I have a single function I want to call 100 times but I want to do it in a batched way so that only 2 functions are being run at any one time. This is due to the fact that the function may place a high load on the internet connection, so its better to batch process the functions in groups of 2's.
This is my attempt to do it with Scala Futures but does not seem to work. Is there any standard way using Scala Futures to batch process a list of tasks?
def futureString(s:String): String = {
Thread.sleep(2000)// + (Math.random()*1000).toInt)
println(s"Completed $s")
"end:" + s
}
def processList(list: List[String], blockSize: Int) = {
var futuresProcessing = Set[Future[String]]()
async {
val itemIterator = list.iterator
while (itemIterator.hasNext) {
val item = itemIterator.next()
println("Item is " + item)
if (futuresProcessing.size >= blockSize) {
await {
val completed = Future.firstCompletedOf(futuresProcessing.toSeq)

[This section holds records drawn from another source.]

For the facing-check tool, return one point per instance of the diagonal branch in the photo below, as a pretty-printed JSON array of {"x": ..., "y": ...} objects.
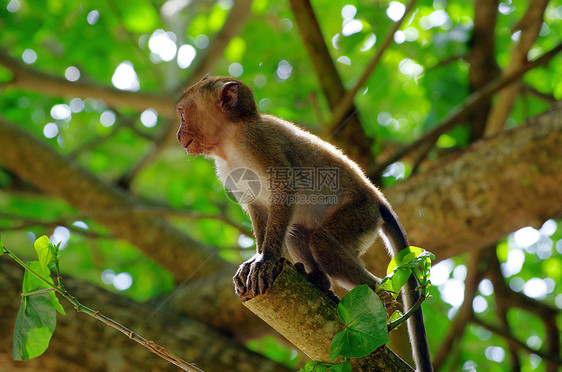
[
  {"x": 347, "y": 132},
  {"x": 345, "y": 104},
  {"x": 207, "y": 63},
  {"x": 56, "y": 175},
  {"x": 460, "y": 113},
  {"x": 482, "y": 60},
  {"x": 529, "y": 26}
]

println("Size : " + futuresProcessing.size)
completed
}
}
val f = future { futureString(item) }
f.onComplete{ case Success(sss) => { futuresProcessing = futuresProcessing - f } }
futuresProcessing = futuresProcessing + f
}
}
}
val list: List[String] = (1 to 200).map(n => "" + n).toList
processList(list, 2)
What I want is that I can batch process any batch size and the futureString may finish at a random amount of time. So lets say the batch size is 10, then at first 10 items start, when one item finishes, then a new item should be added to the batch to process.
I'm starting to think I should use actors.
Update: After a good long sleep and awake I got it working, but I think it would be better done with Actors. Also I think there's some race condition problem with the following code and the use of the futuresProcessing Set.
import scala.concurrent._
import scala.concurrent.duration._
import ExecutionContext.Implicits.global
import scala.async.Async.{async, await}
import scala.collection.parallel.mutable
import scala.util.{Success, Try}
import scala.concurrent.Await
def futureString(s:String): Future[String] = {
future {
Thread.sleep(2000 + (Math.random()*1000).toInt)
println(s"Completed $s")
"end:" + s
}
}
def processList(list: List[String], blockSize: Int) = {
val futuresProcessing = mutable.ParSet[Future[String]]()
async {
val itemIterator = list.iterator
while (itemIterator.hasNext) {
val item = itemIterator.next()
println("Item is " + item)
if (futuresProcessing.size >= blockSize) {
await {
val completed = Future.firstCompletedOf(futuresProcessing.toList)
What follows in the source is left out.